Paihia School pupils Eden Campbell (left), 11, Nicole Dantas Mink, 12, Nooroa Ratahi, 11, and Tremayne Williams, 10, try out their new Chromebooks while Rotarian Keith Day and teacher Mary Sweetapple offer advice. Photo / Peter de Graaf
Hundreds of children at low-decile schools in the Far North are getting their own laptop computers in a bid to lift achievement and get kids and parents more involved in learning. Seventy children at Paihia School received new Chromebooks on Tuesday, among them Nicole Dantas Mink.
"I'm really excited. Last night I couldn't sleep because of it. I couldn't wait to get to school.
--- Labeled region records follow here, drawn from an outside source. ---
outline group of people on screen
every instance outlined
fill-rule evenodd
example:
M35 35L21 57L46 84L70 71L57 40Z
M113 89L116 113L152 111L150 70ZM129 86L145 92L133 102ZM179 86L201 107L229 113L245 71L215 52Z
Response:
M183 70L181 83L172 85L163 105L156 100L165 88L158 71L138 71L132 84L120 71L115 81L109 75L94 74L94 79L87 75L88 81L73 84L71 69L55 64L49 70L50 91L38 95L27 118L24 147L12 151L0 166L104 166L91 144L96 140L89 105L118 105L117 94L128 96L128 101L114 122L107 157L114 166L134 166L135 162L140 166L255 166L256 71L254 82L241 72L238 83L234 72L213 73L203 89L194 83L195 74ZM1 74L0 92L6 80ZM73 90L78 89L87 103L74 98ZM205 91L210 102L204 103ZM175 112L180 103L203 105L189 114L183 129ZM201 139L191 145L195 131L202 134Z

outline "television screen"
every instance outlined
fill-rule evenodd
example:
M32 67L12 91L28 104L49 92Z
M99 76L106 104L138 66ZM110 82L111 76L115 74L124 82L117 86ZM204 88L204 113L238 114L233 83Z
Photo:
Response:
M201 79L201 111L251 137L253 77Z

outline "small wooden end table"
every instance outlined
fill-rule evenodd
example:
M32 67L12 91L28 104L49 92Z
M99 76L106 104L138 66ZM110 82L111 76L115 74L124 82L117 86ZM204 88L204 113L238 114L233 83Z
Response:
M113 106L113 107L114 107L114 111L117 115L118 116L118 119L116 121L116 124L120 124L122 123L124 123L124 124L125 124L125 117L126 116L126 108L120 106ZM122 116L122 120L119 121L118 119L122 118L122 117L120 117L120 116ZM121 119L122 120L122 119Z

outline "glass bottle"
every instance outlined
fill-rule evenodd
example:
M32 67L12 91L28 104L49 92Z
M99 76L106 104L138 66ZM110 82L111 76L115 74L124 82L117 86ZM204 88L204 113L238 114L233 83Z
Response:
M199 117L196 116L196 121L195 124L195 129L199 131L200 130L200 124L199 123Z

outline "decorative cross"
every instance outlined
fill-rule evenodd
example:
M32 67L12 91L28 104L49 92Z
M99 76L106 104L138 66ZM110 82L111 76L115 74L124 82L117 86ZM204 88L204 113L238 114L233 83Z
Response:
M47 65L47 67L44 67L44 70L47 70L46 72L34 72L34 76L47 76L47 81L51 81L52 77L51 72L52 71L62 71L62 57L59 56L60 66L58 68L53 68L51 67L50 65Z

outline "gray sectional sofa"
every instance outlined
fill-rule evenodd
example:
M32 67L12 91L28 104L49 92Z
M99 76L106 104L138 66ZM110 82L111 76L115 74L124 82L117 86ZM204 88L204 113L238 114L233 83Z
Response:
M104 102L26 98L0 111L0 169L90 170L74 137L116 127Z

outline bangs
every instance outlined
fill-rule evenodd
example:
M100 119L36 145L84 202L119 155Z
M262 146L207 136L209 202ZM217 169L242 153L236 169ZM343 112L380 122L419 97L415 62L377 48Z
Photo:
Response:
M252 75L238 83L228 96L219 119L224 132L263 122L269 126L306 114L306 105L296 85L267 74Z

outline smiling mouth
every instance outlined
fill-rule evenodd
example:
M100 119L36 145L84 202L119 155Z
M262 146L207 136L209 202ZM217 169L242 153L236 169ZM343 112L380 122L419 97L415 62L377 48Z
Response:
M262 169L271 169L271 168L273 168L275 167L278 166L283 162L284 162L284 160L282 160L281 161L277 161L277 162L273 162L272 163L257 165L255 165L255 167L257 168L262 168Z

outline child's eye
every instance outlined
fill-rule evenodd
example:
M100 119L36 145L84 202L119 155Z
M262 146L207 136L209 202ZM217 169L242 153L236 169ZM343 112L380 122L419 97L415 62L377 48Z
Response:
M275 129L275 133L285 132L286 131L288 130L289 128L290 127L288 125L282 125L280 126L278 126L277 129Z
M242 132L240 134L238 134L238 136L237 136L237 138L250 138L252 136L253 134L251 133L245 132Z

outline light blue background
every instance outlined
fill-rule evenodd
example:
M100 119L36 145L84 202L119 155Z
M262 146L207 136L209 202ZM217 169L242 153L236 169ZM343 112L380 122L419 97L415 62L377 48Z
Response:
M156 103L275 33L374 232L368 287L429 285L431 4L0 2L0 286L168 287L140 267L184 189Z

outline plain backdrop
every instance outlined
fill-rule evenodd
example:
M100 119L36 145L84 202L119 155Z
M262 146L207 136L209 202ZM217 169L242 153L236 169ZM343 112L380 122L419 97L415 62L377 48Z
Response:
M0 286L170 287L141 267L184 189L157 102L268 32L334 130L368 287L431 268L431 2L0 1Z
I've never actually had my own electronic stuff before."
The 12-year-old said she would use her laptop to "search up things that are important, study, and maybe listen to music".
Parents have to pay for the $547 laptops, at a minimum of $3.75 a week, but a $130,000 Rotary grant is paying for the scheme's implementation, teacher training, and the salaries of a facilitator and part-time administrator.
The Kaikohekohe Educational Trust initiative started last year at Ohaeawai, Kaikohe West and Tautoro schools.
Now that Rotary is on board the scheme is being expanded with Kawakawa Primary and Northland College next in line to introduce "digital classrooms". Kaikohe East School, Bay of Islands College and Okaihau College are also keen to sign up.
Paihia School principal Jane Lindsay, one of the scheme's founders, said children at the first three schools were reading more, writing more, sharing their work and learning from each other. Parents were more involved and truancy had dropped markedly.
"It's not a replacement for old-fashioned education values. It is a replacement for old-fashioned education techniques which have been failing our children for far too long," she said.
Kerikeri Rotary Club member Keith Day said Rotary money normally went to places like Vanuatu, "but this shows we can also do things for low-decile schools in Northland".
The club used a small amount of its own funds to leverage $130,000 from the international Rotary Foundation. About 500 Chromebooks had been rolled out so far with 300 more to come this year.
Mayor John Carter took part in the launch, saying it was a "seismic shift in education". One of its biggest benefits was that it brought parents back into the classroom. Every parent had to be involved and make a financial contribution.
Despite hardship faced by some families take-up had been close to 100 per cent because every parent wanted the best for their children.
Mr Carter said for too long people had believed responsibility for their children's education lay solely with schools. Teachers were not given the support they needed and were blamed when children failed.
"This programme sets these kids and their parents up for the future," he said.
The programme is open to all schools but is aimed at low-decile areas where many children have no access to computers or the internet at home.